The results of the research demonstrate a completely different pattern for credit card and cheque players, by comparison with those who pay cash. Attrition rates for credit card and cheque appear to relate to quarters, 6 monthly periods and annual periods. Decaid conclude that this could be attributable to the fact that these players commit to a certain number of draws and then do not renew, or are not asked to renew. This finding clearly highlights an opportunity that is currently being missed by some charities, since by diarising the expiry of fixed periods and contacting the supporter again at the relevant time, support could be significantly enhanced. One charity lost 56% of lottery revenue between 2013 and 2014 as a result of the expiry of fixed periods. Hopefully the results of the research will focus minds in this respect.
The pattern for standing orders and direct debits is different, again, to cash, credit card and cheque, in that it reveals a very clear step-up in attrition after every 4 draws. Decaid explain this as representing players considering whether or not to renew every month. Again, the results should prompt charities to maintain regular contact with players, whilst all the time remaining aware of the current negative publicity surrounding overt “pushiness” and respecting the Institute of Fundraising Code of Practice.

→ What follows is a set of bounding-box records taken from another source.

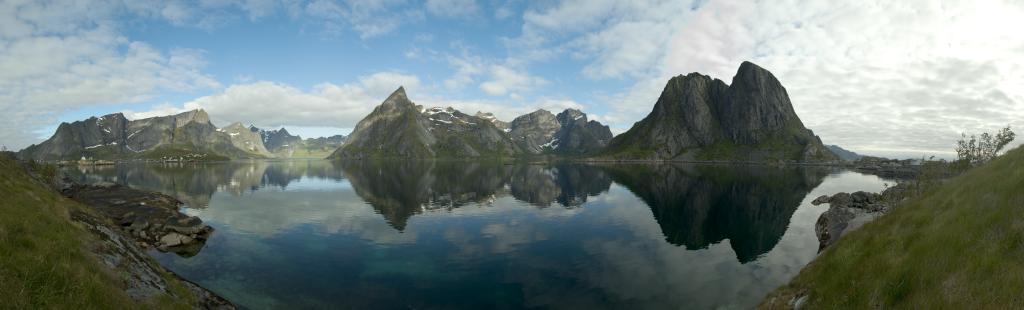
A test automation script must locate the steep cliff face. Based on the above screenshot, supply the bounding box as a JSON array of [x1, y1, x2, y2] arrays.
[[219, 122, 272, 158], [330, 87, 517, 159], [553, 108, 611, 154], [18, 114, 128, 160], [603, 61, 836, 162], [18, 109, 259, 161], [256, 127, 302, 153], [509, 109, 562, 154], [509, 108, 611, 154]]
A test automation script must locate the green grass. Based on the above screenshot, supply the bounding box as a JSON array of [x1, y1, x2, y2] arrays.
[[0, 153, 188, 309], [762, 148, 1024, 309], [134, 145, 230, 162]]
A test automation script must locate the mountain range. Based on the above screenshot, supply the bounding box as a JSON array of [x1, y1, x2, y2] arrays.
[[18, 109, 345, 161], [18, 61, 839, 165], [601, 61, 837, 162]]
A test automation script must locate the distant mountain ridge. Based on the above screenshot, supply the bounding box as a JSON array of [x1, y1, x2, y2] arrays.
[[329, 87, 519, 159], [330, 87, 611, 159], [602, 61, 837, 162], [18, 109, 262, 161], [509, 108, 612, 156], [18, 61, 839, 163], [825, 144, 864, 162], [17, 109, 345, 161]]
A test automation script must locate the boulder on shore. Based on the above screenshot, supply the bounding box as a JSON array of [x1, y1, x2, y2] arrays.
[[811, 183, 907, 252]]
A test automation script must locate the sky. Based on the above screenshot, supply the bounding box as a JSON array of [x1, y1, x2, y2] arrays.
[[0, 0, 1024, 158]]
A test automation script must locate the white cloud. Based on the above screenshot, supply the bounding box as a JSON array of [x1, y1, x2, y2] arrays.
[[648, 1, 1024, 156], [0, 1, 220, 148], [305, 0, 424, 39], [480, 64, 548, 96], [424, 0, 480, 17], [512, 0, 1024, 156], [126, 72, 420, 128]]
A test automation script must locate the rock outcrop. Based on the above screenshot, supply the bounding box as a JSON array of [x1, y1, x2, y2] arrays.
[[811, 183, 908, 251], [603, 61, 837, 162], [57, 179, 213, 256], [18, 109, 259, 161], [220, 123, 271, 158], [825, 144, 863, 162], [509, 108, 611, 154], [330, 87, 518, 159], [256, 127, 302, 153]]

The research also broke the results down by cause: air ambulances, hospices, other health initiatives and sporting bodies. Credit card and cheque payments markedly provided the most reliable source of income for air ambulances in terms of attrition. Across the board, standing order and direct debit players were observed as requiring less hands-on management, however.
The study also looked at payment methods by location. Here, the striking finding was that credit card and cheque payments work well in semi-rural areas, but appear to fail after 4 months in urban areas.
There is much to be learned from the detail of the report, but the gist is equally important: lotteries are undoubtedly an excellent stream of income for charities, and increasingly so, with a lot of new charities, particularly the larger national ones, entering the market. This report demonstrates the widely differing performance of various charitable lotteries and highlights opportunities for those encountering significant attrition rates to improve, including a better acquisition strategy and more attentive ongoing player stewardship.
Regardless of the performance of individual charitable lotteries, the report is clear on one thing: direct debit lotteries perform much better in terms of fundraising and attrition than door to door and face to face campaigns, run at the same time. Clive Mollett, Chair of the Lotteries Council, told me: “one of the benefits of this research is that it demonstrates the value of lotteries in fundraising for charities. It provides hard evidence that lotteries perform vastly better than other fundraising methods, in terms of attrition. For example, on-street canvassing, which some call “chugging”, has an attrition rate of 95% over 5 years – and it can take that time to recover the associated costs. There are still massive unexplored fundraising opportunities for charities in the lottery market.”